Magnetic state of pyrochlore Cd(2)Os(2)O(7) emerging from strong competition of ligand distortions and longer-range crystalline anisotropy

Nikolay A Bogdanov; Rémi Maurice; Ioannis Rousochatzakis; Jeroen van den Brink; Liviu Hozoi

doi:10.1103/PhysRevLett.110.127206

Magnetic state of pyrochlore Cd(2)Os(2)O(7) emerging from strong competition of ligand distortions and longer-range crystalline anisotropy

Phys Rev Lett. 2013 Mar 22;110(12):127206. doi: 10.1103/PhysRevLett.110.127206. Epub 2013 Mar 19.

Authors

Nikolay A Bogdanov¹, Rémi Maurice², Ioannis Rousochatzakis¹, Jeroen van den Brink³, Liviu Hozoi¹

Affiliations

¹ Institute for Theoretical Solid State Physics, IFW Dresden, Helmholtzstrasse 20, 01069 Dresden, Germany.
² Theoretical Chemistry Group, Zernike Institute for Advanced Materials, Rijksuniversiteit Groningen, Nijenborgh 4, 9747 AG Groningen, The Netherlands.
³ Institute for Theoretical Solid State Physics, IFW Dresden, Helmholtzstrasse 20, 01069 Dresden, Germany and Department of Physics, Technical University Dresden, 01062 Dresden, Germany.

PMID: 25166841
DOI: 10.1103/PhysRevLett.110.127206

Abstract

By many-body quantum-chemical calculations, we investigate the role of two structural effects--local ligand distortions and the anisotropic Cd-ion coordination--on the magnetic state of Cd(2)Os(2)O(7), a spin S = 3/2 pyrochlore.
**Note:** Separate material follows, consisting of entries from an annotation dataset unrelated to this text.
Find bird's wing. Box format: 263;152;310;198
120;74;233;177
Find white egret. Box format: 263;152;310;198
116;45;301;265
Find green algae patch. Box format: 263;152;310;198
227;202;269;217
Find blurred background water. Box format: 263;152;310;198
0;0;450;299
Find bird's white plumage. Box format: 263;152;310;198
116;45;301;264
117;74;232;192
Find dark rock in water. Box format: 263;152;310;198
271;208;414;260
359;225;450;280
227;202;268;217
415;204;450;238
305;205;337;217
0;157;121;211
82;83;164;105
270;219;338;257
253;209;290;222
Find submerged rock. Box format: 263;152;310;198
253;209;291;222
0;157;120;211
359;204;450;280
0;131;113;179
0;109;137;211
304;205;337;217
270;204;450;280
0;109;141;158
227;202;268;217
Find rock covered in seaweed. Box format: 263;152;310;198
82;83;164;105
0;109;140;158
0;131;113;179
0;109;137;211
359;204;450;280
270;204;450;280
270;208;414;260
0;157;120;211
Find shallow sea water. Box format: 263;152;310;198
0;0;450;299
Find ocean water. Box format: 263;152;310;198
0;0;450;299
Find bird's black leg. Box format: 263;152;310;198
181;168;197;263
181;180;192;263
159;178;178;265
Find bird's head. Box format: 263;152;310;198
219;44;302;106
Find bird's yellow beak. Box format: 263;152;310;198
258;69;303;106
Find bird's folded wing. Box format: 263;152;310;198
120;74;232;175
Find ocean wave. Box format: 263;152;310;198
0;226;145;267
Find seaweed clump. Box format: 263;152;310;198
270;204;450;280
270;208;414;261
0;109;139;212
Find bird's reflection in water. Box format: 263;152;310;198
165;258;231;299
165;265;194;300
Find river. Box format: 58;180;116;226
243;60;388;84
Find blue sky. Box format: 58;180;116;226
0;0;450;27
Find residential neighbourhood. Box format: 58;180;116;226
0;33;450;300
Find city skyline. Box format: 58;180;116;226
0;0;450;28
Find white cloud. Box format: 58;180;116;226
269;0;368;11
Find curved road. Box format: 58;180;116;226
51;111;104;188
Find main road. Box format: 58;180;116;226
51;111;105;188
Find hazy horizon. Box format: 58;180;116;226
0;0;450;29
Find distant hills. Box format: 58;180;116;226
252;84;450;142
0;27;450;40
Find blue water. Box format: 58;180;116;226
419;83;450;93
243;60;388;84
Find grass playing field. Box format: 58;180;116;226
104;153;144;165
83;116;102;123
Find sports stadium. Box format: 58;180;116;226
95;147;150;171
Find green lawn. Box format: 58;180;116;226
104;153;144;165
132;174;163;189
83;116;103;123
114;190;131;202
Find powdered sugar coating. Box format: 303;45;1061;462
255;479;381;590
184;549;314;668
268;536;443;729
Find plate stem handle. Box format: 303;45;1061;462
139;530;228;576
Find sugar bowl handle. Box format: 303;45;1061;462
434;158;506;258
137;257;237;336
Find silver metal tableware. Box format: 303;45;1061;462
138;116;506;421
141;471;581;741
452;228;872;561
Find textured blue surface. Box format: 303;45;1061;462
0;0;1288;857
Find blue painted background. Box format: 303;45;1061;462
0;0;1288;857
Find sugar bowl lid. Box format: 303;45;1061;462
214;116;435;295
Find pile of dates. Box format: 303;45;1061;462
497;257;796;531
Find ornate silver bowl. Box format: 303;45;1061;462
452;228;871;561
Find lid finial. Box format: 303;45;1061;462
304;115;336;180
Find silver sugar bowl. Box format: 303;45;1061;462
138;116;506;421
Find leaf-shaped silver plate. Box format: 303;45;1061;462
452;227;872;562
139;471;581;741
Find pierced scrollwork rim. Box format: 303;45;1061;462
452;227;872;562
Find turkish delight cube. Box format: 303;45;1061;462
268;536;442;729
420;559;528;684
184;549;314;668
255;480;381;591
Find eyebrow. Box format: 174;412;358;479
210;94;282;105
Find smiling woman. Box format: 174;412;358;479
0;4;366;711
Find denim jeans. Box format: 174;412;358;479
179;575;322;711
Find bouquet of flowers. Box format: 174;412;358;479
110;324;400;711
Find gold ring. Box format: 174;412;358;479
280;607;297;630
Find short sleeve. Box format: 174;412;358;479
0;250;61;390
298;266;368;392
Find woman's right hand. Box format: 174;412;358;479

We find that these effects strongly compete, rendering the magnetic interactions and ordering crucially dependent on these geometrical features. Without trigonal distortions, a large easy-plane magnetic anisotropy develops. Their presence, however, reverses the sign of the zero-field splitting and causes a large easy-axis anisotropy (D ≃ -6.8 meV), which in conjunction with the antiferromagnetic exchange interaction (J ≃ 6.4 meV) stabilizes an all-in-all-out magnetic order. The competition uncovered here is a generic feature of pyrochlore magnets.